Paper No. 9-14
Presentation Time: 8:30 AM-6:00 PM
PUMPKIN HOLLOW DEPOSIT, YERINGTON DISTRICT, NV: INSIGHTS ON MINERALIZATION BASED ON ASSOCIATED ALTERATION AND COMPOSITION OF EPIDOTE GROUP MINERALS
The Yerington district, western Nevada, hosts a variety of copper systems, many of which are magmatic-hydrothermal products of the Jurassic Yerington batholith. Porphyry copper deposits in the district formed within the Yerington batholith, adjacent to porphyry dike swarms, and the Fe oxide-rich Pumpkin Hollow deposit formed distal to porphyry dike swarms.

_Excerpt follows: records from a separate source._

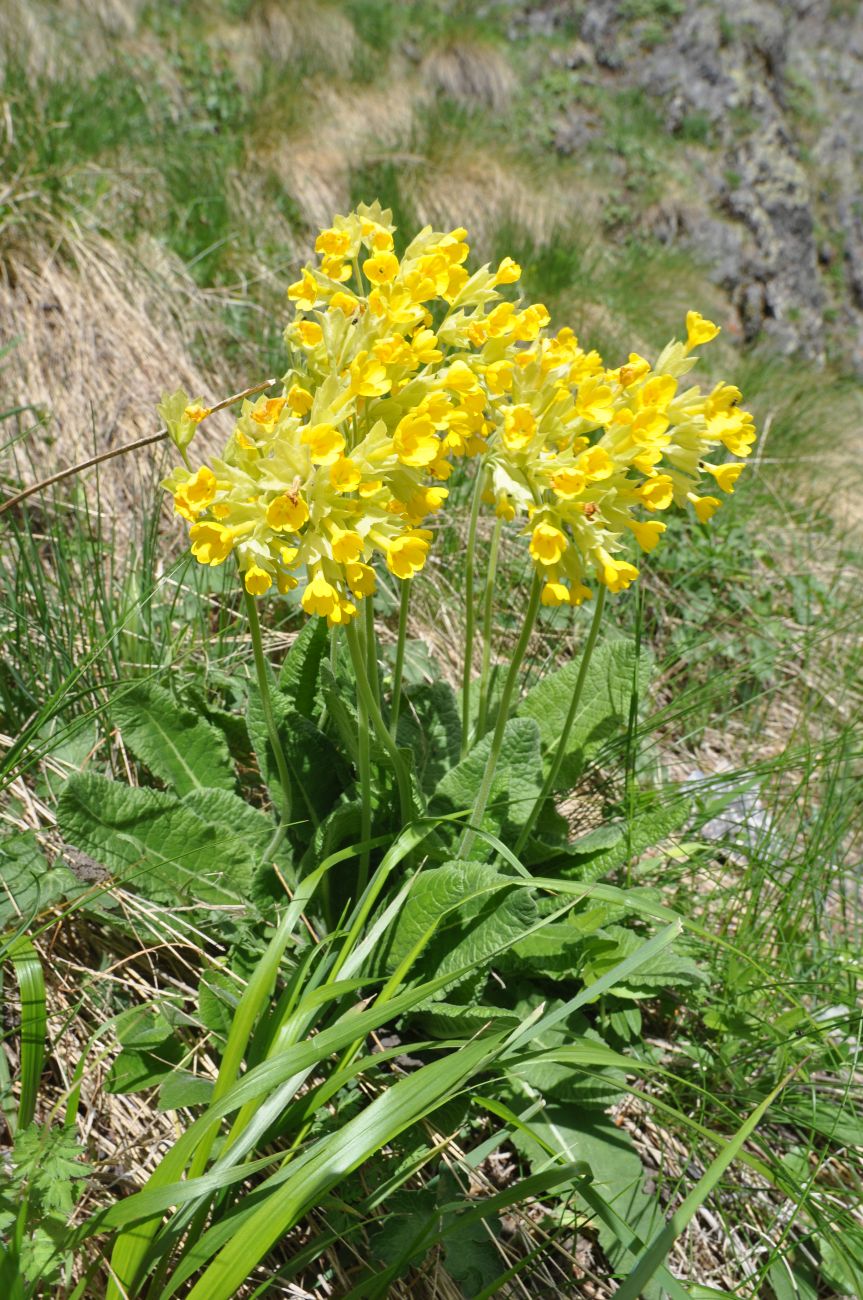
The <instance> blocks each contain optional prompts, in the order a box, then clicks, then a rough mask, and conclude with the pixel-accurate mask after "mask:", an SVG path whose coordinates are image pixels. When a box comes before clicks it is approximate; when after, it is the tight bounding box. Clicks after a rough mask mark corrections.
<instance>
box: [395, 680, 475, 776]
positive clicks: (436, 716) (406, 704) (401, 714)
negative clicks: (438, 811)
mask: <svg viewBox="0 0 863 1300" xmlns="http://www.w3.org/2000/svg"><path fill="white" fill-rule="evenodd" d="M398 742H399V745H400V746H402V749H409V750H411V751H412V754H413V770H415V772H416V777H417V780H419V783H420V785H421V788H422V789H424V790H425V793H426V794H430V793H432V792H433V790H434V788H435V787H437V785H438V784H439V783H441V781H442V780H443V777H444V776H446V774H447V772H448V771H450V770H451V768H454V767H456V766H457V763H459V754H460V751H461V716H460V712H459V702H457V699H456V697H455V692H454V690H452V688H451V686H450V685H447V682H446V681H435V682H433V684H432V685H425V684H424V685H420V686H411V688H408V689H406V692H404V694H403V695H402V711H400V714H399V729H398Z"/></svg>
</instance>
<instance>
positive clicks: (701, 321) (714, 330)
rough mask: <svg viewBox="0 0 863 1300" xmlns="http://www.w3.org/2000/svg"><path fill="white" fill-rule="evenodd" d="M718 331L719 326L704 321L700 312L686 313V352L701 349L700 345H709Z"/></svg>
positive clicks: (702, 316)
mask: <svg viewBox="0 0 863 1300" xmlns="http://www.w3.org/2000/svg"><path fill="white" fill-rule="evenodd" d="M719 330H720V326H719V325H714V322H712V321H708V320H704V317H703V316H702V313H701V312H686V351H688V352H689V351H690V348H693V347H701V344H702V343H710V342H711V339H714V338H716V335H717V334H719Z"/></svg>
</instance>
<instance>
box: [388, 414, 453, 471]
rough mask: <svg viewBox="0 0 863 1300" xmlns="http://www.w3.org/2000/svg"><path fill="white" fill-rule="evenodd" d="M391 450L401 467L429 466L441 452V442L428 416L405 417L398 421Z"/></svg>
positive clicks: (405, 416) (393, 439)
mask: <svg viewBox="0 0 863 1300" xmlns="http://www.w3.org/2000/svg"><path fill="white" fill-rule="evenodd" d="M393 448H394V451H395V454H396V456H398V458H399V460H400V461H402V464H403V465H415V467H424V465H430V464H432V463H433V460H435V458H437V455H438V452H439V450H441V442H439V439H438V437H437V434H435V432H434V425H433V424H432V420H430V419H429V417H428V415H406V416H404V417H403V419H402V420H399V422H398V425H396V429H395V433H394V434H393Z"/></svg>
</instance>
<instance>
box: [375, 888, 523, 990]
mask: <svg viewBox="0 0 863 1300" xmlns="http://www.w3.org/2000/svg"><path fill="white" fill-rule="evenodd" d="M535 919H537V905H535V902H534V900H533V896H532V893H530V891H529V889H525V888H521V887H515V885H513V878H512V876H504V875H502V874H500V872H499V871H496V870H495V868H494V867H493V866H490V865H487V863H483V862H448V863H446V865H444V866H442V867H433V868H432V870H429V871H424V872H422V874H421V875H420V876H417V880H416V883H415V885H413V888H412V891H411V893H409V894H408V898H407V902H406V904H404V906H403V909H402V913H400V915H399V919H398V923H396V926H395V930H394V931H393V937H391V944H390V950H389V953H387V961H389V965H390V966H391V967H393V969H395V967H396V966H398V965H399V963H400V962H402V959H403V958H406V957H407V956H408V954H409V953H411V952H413V950H415V949H417V948H419V949H421V956H420V958H419V961H417V966H416V967H415V969H416V970H417V971H424V970H425V971H433V972H434V974H435V975H446V974H448V972H450V971H457V970H460V969H461V967H465V966H467V967H473V969H474V970H476V971H477V972H478V974H481V972H482V967H483V963H485V961H486V959H487V958H489V957H490V954H491V953H494V952H495V950H496V949H498V948H500V946H502V945H503V944H507V943H509V941H512V940H513V939H515V937H517V936H519V935H521V933H524V931H525V930H528V928H529V927H530V926H532V924H533V923H534V922H535Z"/></svg>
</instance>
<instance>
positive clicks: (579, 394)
mask: <svg viewBox="0 0 863 1300" xmlns="http://www.w3.org/2000/svg"><path fill="white" fill-rule="evenodd" d="M612 403H613V394H612V391H611V389H610V387H608V385H607V383H603V381H602V377H591V378H586V380H585V381H584V382H582V383H580V385H578V396H577V398H576V415H577V416H578V417H580V419H581V420H589V421H590V422H591V424H608V421H610V420H611V407H612Z"/></svg>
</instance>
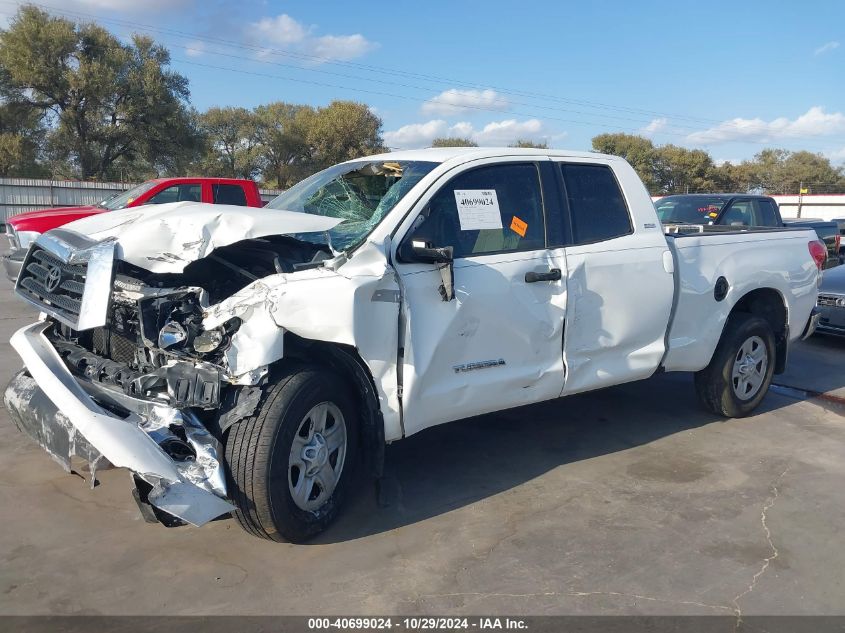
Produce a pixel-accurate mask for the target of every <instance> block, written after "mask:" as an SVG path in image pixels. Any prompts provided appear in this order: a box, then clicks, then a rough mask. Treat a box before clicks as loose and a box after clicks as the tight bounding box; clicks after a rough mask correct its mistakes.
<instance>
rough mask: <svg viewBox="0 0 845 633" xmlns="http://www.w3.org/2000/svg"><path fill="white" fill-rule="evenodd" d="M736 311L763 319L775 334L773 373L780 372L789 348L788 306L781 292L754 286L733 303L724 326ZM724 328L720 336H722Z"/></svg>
mask: <svg viewBox="0 0 845 633" xmlns="http://www.w3.org/2000/svg"><path fill="white" fill-rule="evenodd" d="M736 313H744V314H752V315H754V316H757V317H760V318H761V319H763V320H765V321H766V322H767V323H768V324H769V326H770V327H771V328H772V332H773V333H774V335H775V368H774V373H776V374H782V373H783V372H784V371H785V369H786V358H787V354H788V350H789V306H788V305H787V303H786V299H784V296H783V294H782V293H781V292H780V291H779V290H777V289H775V288H768V287H767V288H756V289H754V290H751V291H749V292H747V293H746V294H744V295H743V296H742V297H740V299H739V300H738V301H737V302H736V303H735V304H734V305H733V307H732V308H731V311H730V312H729V313H728V317H727V319H726V320H725V327H727V323H728V322H729V321H730V318H731V316H733V315H734V314H736ZM724 332H725V330H724V328H723V329H722V336H724Z"/></svg>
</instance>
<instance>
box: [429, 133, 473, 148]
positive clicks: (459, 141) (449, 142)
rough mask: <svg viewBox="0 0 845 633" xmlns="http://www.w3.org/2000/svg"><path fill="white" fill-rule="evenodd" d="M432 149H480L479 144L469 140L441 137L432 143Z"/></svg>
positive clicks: (470, 139) (465, 138)
mask: <svg viewBox="0 0 845 633" xmlns="http://www.w3.org/2000/svg"><path fill="white" fill-rule="evenodd" d="M431 146H432V147H478V143H476V142H475V141H473V140H472V139H469V138H459V137H457V136H441V137H439V138H436V139H434V140H433V141H432V142H431Z"/></svg>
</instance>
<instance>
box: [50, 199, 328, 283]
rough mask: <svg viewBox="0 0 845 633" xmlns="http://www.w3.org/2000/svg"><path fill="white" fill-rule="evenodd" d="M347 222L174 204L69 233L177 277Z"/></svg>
mask: <svg viewBox="0 0 845 633" xmlns="http://www.w3.org/2000/svg"><path fill="white" fill-rule="evenodd" d="M342 221H343V220H342V219H339V218H329V217H325V216H319V215H310V214H307V213H296V212H293V211H283V210H280V209H266V208H260V209H259V208H252V207H239V206H232V205H220V204H214V205H211V204H203V203H201V202H173V203H168V204H158V205H148V206H145V207H133V208H128V209H122V210H120V211H112V212H111V213H100V214H97V215H92V216H90V217H87V218H83V219H81V220H77V221H76V222H72V223H70V224H68V225H67V228H66V229H65V230H66V231H73V232H76V233H79V234H82V235H86V236H88V237H89V238H90V239H92V240H94V241H101V240H107V239H112V240H114V241H115V244H116V253H115V255H116V257H117V258H118V259H121V260H123V261H126V262H129V263H130V264H134V265H136V266H140V267H141V268H144V269H146V270H149V271H151V272H155V273H179V272H182V271H183V270H184V269H185V266H187V265H188V264H189V263H191V262H193V261H196V260H198V259H202V258H203V257H206V256H207V255H209V254H210V253H211V252H212V251H213V250H214V249H216V248H219V247H221V246H227V245H229V244H233V243H235V242H239V241H241V240H245V239H249V238H255V237H264V236H267V235H291V234H294V233H314V232H322V231H328V230H329V229H332V228H334V227H335V226H337V225H338V224H340V223H341V222H342Z"/></svg>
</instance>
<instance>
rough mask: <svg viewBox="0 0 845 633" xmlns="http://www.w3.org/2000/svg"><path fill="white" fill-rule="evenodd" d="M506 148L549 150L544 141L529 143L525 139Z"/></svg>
mask: <svg viewBox="0 0 845 633" xmlns="http://www.w3.org/2000/svg"><path fill="white" fill-rule="evenodd" d="M508 147H522V148H527V149H530V148H534V149H549V144H548V143H546V142H545V141H544V142H542V143H535V142H534V141H529V140H527V139H519V140H517V141H515V142H513V143H511V144H510V145H508Z"/></svg>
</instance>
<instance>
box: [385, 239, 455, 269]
mask: <svg viewBox="0 0 845 633" xmlns="http://www.w3.org/2000/svg"><path fill="white" fill-rule="evenodd" d="M398 255H399V260H400V261H403V262H406V263H418V264H451V263H452V260H453V259H454V257H453V255H454V249H453V248H452V247H451V246H444V247H442V248H432V247H429V246H426V242H422V241H420V240H415V239H410V240H408V241H406V242H404V243H403V244H402V245H401V246H400V247H399V253H398Z"/></svg>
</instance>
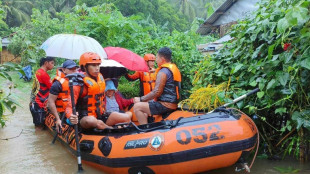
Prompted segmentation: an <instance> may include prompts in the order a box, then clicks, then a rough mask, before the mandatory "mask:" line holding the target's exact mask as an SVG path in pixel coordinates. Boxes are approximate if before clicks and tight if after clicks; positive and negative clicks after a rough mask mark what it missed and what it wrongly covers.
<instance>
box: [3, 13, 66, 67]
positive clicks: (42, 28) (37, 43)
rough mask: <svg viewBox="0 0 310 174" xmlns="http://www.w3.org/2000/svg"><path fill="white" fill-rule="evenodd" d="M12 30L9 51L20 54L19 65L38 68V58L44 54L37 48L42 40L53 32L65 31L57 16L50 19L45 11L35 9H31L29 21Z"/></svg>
mask: <svg viewBox="0 0 310 174" xmlns="http://www.w3.org/2000/svg"><path fill="white" fill-rule="evenodd" d="M13 31H14V32H16V33H15V35H14V36H13V38H12V40H11V43H10V45H9V47H8V49H9V51H10V52H11V53H13V54H15V55H20V56H21V58H22V62H21V65H23V66H25V65H27V64H29V63H32V64H33V65H36V66H35V67H34V68H33V69H37V68H38V62H39V60H40V58H41V57H42V56H45V52H44V51H43V50H41V49H39V46H40V45H41V44H42V43H43V41H45V40H46V39H47V38H49V37H50V36H52V35H54V34H58V33H62V32H65V30H64V29H63V25H62V24H60V21H59V20H58V19H57V18H54V19H51V18H50V14H49V13H48V12H47V11H44V12H43V13H41V12H40V11H39V10H36V9H34V10H33V15H32V22H31V23H29V24H27V25H26V26H23V27H19V28H15V29H14V30H13Z"/></svg>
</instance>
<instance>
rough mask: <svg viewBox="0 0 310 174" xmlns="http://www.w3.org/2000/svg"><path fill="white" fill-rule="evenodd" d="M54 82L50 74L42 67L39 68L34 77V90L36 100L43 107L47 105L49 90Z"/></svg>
mask: <svg viewBox="0 0 310 174" xmlns="http://www.w3.org/2000/svg"><path fill="white" fill-rule="evenodd" d="M51 86H52V82H51V78H50V76H49V75H48V74H47V72H46V71H44V70H43V69H42V68H40V69H38V70H37V72H36V75H35V79H34V85H33V89H32V91H33V92H34V95H35V102H36V103H38V105H39V106H40V107H41V108H43V107H46V103H47V98H48V95H49V90H50V89H51Z"/></svg>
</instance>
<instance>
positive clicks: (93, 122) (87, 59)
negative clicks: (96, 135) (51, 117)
mask: <svg viewBox="0 0 310 174" xmlns="http://www.w3.org/2000/svg"><path fill="white" fill-rule="evenodd" d="M100 64H101V58H100V57H99V55H98V54H96V53H92V52H86V53H84V54H82V55H81V57H80V67H81V70H82V71H83V72H85V77H84V78H83V81H84V84H83V85H81V86H80V85H75V86H74V88H73V92H74V100H75V101H77V105H76V108H77V111H78V116H77V115H73V114H72V104H71V96H70V93H69V99H70V100H69V101H68V105H67V107H66V111H65V115H66V117H67V118H69V119H67V123H68V124H77V123H78V120H80V125H81V127H82V128H84V129H92V128H97V129H104V128H109V127H110V126H112V125H115V124H117V123H123V122H130V120H131V117H132V114H131V113H130V114H128V113H118V112H111V113H109V112H105V111H104V105H103V98H104V92H105V81H104V79H103V76H102V75H101V74H100V72H99V70H100V67H99V65H100ZM80 93H81V95H79V94H80ZM78 117H79V119H78Z"/></svg>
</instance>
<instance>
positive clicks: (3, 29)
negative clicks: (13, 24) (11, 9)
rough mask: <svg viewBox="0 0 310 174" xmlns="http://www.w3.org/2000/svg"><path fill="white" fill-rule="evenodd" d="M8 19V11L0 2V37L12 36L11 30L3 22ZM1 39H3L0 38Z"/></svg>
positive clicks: (7, 25)
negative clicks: (4, 9) (4, 8)
mask: <svg viewBox="0 0 310 174" xmlns="http://www.w3.org/2000/svg"><path fill="white" fill-rule="evenodd" d="M5 18H6V11H5V10H4V7H3V5H2V2H0V36H8V35H9V34H10V29H9V27H8V25H7V24H6V23H5V22H4V21H3V19H5ZM0 38H1V37H0ZM1 44H2V43H0V51H1V50H2V46H1Z"/></svg>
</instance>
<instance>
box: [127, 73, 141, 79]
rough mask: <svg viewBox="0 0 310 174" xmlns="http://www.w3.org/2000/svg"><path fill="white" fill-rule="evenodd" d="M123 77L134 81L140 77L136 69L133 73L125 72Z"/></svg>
mask: <svg viewBox="0 0 310 174" xmlns="http://www.w3.org/2000/svg"><path fill="white" fill-rule="evenodd" d="M125 78H126V79H127V80H129V81H135V80H137V79H139V78H140V73H139V72H138V71H136V72H135V73H134V74H132V75H130V74H128V73H127V74H125Z"/></svg>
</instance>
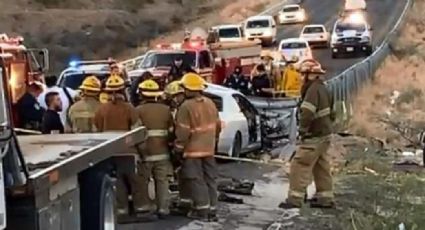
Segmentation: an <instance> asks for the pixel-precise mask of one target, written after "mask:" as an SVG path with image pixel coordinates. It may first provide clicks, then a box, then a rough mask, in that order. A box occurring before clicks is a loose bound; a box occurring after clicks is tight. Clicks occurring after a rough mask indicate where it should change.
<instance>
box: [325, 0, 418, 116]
mask: <svg viewBox="0 0 425 230" xmlns="http://www.w3.org/2000/svg"><path fill="white" fill-rule="evenodd" d="M411 5H412V0H408V2H407V4H406V6H405V8H404V10H403V13H402V14H401V16H400V18H399V20H398V21H397V23H396V24H395V26H394V27H393V29H392V30H391V31H390V33H388V35H387V36H386V37H385V39H384V41H383V42H382V43H381V45H379V46H378V47H377V49H376V50H375V52H374V53H373V54H372V55H371V56H369V57H368V58H366V59H364V60H362V61H361V62H359V63H356V64H355V65H353V66H351V67H350V68H348V69H347V70H345V71H344V72H342V73H341V74H339V75H337V76H335V77H333V78H331V79H329V80H327V81H326V85H327V87H328V89H329V90H330V91H331V92H332V94H333V97H334V101H335V110H336V112H337V114H338V122H340V123H344V122H347V121H348V120H349V118H350V116H351V114H352V106H351V102H352V101H353V99H354V97H355V96H356V94H357V93H358V92H359V90H360V89H361V88H362V87H363V86H365V85H367V84H370V83H371V81H372V80H373V78H374V75H375V73H376V71H377V70H378V68H379V67H380V65H381V64H382V63H383V61H384V60H385V58H386V57H387V56H388V55H389V54H390V53H391V48H390V41H391V39H392V38H393V37H395V36H397V35H398V33H399V31H400V29H401V25H402V24H403V22H404V20H405V19H406V15H407V12H408V9H409V8H410V7H411Z"/></svg>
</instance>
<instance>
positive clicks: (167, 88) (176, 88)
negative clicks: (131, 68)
mask: <svg viewBox="0 0 425 230" xmlns="http://www.w3.org/2000/svg"><path fill="white" fill-rule="evenodd" d="M165 93H166V94H169V95H171V96H173V95H176V94H179V93H184V89H183V88H182V87H181V86H180V81H173V82H171V83H170V84H168V85H167V86H166V87H165Z"/></svg>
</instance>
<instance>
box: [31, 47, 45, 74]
mask: <svg viewBox="0 0 425 230" xmlns="http://www.w3.org/2000/svg"><path fill="white" fill-rule="evenodd" d="M27 51H28V54H29V56H30V57H29V58H30V59H31V66H32V67H33V69H35V70H37V71H40V72H47V71H48V70H49V51H48V50H47V49H28V50H27Z"/></svg>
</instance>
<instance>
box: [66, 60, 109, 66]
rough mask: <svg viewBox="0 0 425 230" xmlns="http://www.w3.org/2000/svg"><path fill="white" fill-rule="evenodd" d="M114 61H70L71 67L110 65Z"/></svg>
mask: <svg viewBox="0 0 425 230" xmlns="http://www.w3.org/2000/svg"><path fill="white" fill-rule="evenodd" d="M112 63H114V61H110V60H95V61H70V62H69V66H70V67H78V66H82V65H101V64H104V65H110V64H112Z"/></svg>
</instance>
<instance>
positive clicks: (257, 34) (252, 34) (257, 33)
mask: <svg viewBox="0 0 425 230" xmlns="http://www.w3.org/2000/svg"><path fill="white" fill-rule="evenodd" d="M261 35H263V33H256V34H251V36H261Z"/></svg>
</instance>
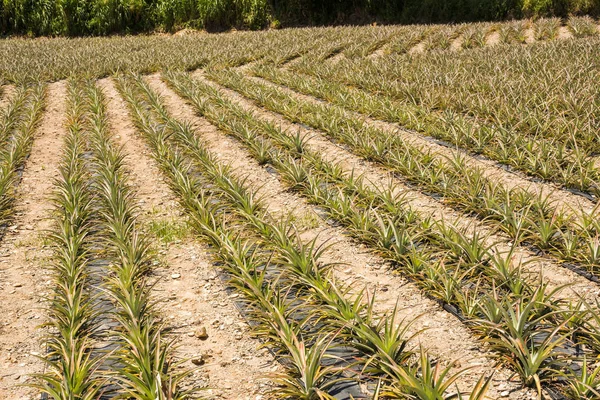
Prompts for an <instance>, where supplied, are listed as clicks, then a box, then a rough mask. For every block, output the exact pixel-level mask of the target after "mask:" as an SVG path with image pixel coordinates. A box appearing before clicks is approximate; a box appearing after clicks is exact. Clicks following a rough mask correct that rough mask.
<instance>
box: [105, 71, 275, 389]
mask: <svg viewBox="0 0 600 400" xmlns="http://www.w3.org/2000/svg"><path fill="white" fill-rule="evenodd" d="M99 85H100V87H101V88H102V90H103V92H104V93H105V95H106V99H107V114H108V118H109V124H110V125H111V128H112V131H113V132H115V133H117V135H116V136H115V139H116V140H117V143H119V145H121V146H122V147H123V150H124V153H125V155H126V163H127V165H128V167H129V170H130V171H131V175H130V177H129V179H130V182H131V184H132V186H133V187H135V188H136V194H137V196H136V198H137V199H138V203H139V205H140V208H141V210H142V214H141V215H140V220H141V221H142V222H144V224H145V225H147V227H149V228H148V230H149V231H151V232H150V234H151V233H152V231H153V229H152V228H150V226H152V225H153V224H154V226H160V227H164V228H165V229H166V230H169V229H172V230H176V229H178V227H180V226H181V225H180V224H178V222H177V221H178V220H179V219H181V218H183V217H182V215H183V212H182V210H181V208H180V206H179V205H178V203H177V200H176V199H175V196H174V195H173V193H172V192H171V190H170V188H169V187H168V185H167V184H166V182H165V181H164V179H163V178H162V177H161V173H160V171H159V169H158V167H157V165H156V164H155V162H154V160H153V159H152V157H151V154H150V150H149V149H147V147H146V145H145V143H144V141H143V140H142V139H141V138H140V137H139V136H138V134H137V133H136V130H135V127H134V125H133V122H132V120H131V118H130V116H129V112H128V109H127V107H126V104H125V102H124V100H123V99H122V98H121V96H120V95H119V93H118V92H117V90H116V88H115V86H114V82H113V81H112V79H103V80H100V81H99ZM179 229H181V228H179ZM163 242H164V243H163V244H162V245H160V246H155V247H156V248H158V247H160V250H159V254H160V258H161V259H162V260H163V261H164V262H163V263H162V265H160V266H157V267H156V268H155V269H154V271H153V274H154V275H155V278H156V279H157V280H158V282H157V283H156V285H155V286H154V287H153V292H154V293H155V294H156V297H157V299H158V300H160V304H161V311H162V313H163V315H164V317H165V319H166V321H165V322H166V323H167V327H168V328H169V329H171V334H172V335H173V337H174V338H176V340H177V344H178V346H177V348H176V351H175V355H176V356H177V357H178V358H179V359H183V360H187V361H186V363H188V364H190V366H191V367H193V366H194V365H202V367H201V368H199V369H198V370H196V371H194V374H193V375H192V376H191V377H189V378H187V379H186V380H185V382H184V386H186V387H195V388H199V387H208V388H209V389H208V390H207V391H203V392H202V394H203V395H205V396H206V395H208V397H221V398H226V399H250V398H252V399H254V398H256V397H257V396H263V397H262V398H265V397H264V396H265V392H266V391H267V390H268V389H269V387H270V385H269V383H268V381H266V380H265V379H264V376H265V375H266V374H268V373H269V372H271V371H272V368H273V365H274V364H275V363H274V360H273V357H272V356H271V355H270V354H269V353H267V352H265V351H263V350H257V348H258V346H259V345H260V342H259V341H258V340H255V339H253V338H251V337H250V334H249V330H248V327H247V324H246V323H245V321H244V319H243V317H242V316H241V315H240V313H239V311H238V310H237V309H236V303H235V298H233V297H230V296H229V295H228V292H227V290H226V288H225V286H224V284H223V282H222V281H221V279H219V275H218V273H217V269H216V268H215V266H214V265H213V264H212V263H211V257H210V254H209V249H208V248H207V246H205V245H203V244H201V243H199V242H198V241H196V240H193V239H192V238H190V237H188V236H187V235H182V237H176V238H172V239H170V240H168V239H166V240H163ZM204 331H205V332H206V336H205V335H204ZM191 364H193V365H191Z"/></svg>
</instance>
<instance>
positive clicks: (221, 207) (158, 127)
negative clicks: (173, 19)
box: [120, 78, 487, 399]
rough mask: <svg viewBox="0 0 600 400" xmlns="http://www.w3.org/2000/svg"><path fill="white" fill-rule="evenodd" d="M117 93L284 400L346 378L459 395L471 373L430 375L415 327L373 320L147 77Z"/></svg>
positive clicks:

Previous work documented multiple styles of alteration (e.g., sodic-calcic, calcic, and potentially potassic-calcic) and at least two generations of chalcopyrite and Fe oxide-rich mineralization in the Pumpkin Hollow deposit. The amount and timing of discrete alteration and mineralization events remain unclear. Epidote-group minerals are present in many of the alteration types at Pumpkin Hollow. This study documented multiple generations of epidote-group minerals in different types of alteration through petrographic investigation and electron probe microanalyses. Epidote-group minerals were analyzed from sodic-calcic alteration of quartz monzodiorite and epidote-pyroxene hornfels clasts supported by epidote-magnetite-pyrite breccia matrix. Results show epidote-group minerals have variable SiO2, Al2O3, CaO, and Fe2O3 + FeO (based on charge balance through normalization of microprobe data) contents. Rare earth element (REE) contents are represented by analyses of La, Ce, Y, Nd, Pr, Gd, and Sm. The REE contents indicate at least two distinct epidote group compositions in the samples, a low REE (< 1 wt% total REE oxide of analyzed REEs) and a high REE (> 1 wt% total REE oxide of analyzed REEs) group. Back-scattered electron images document that epidote from sodic-calcic alteration of quartz monzodiorite and epidote-magnetite-pyrite breccia matrix. Further evaluation of mineral assemblages with this epidote-group mineral composition data will better inform our understanding of the hydrothermal evolution of the Pumpkin Hollow deposit.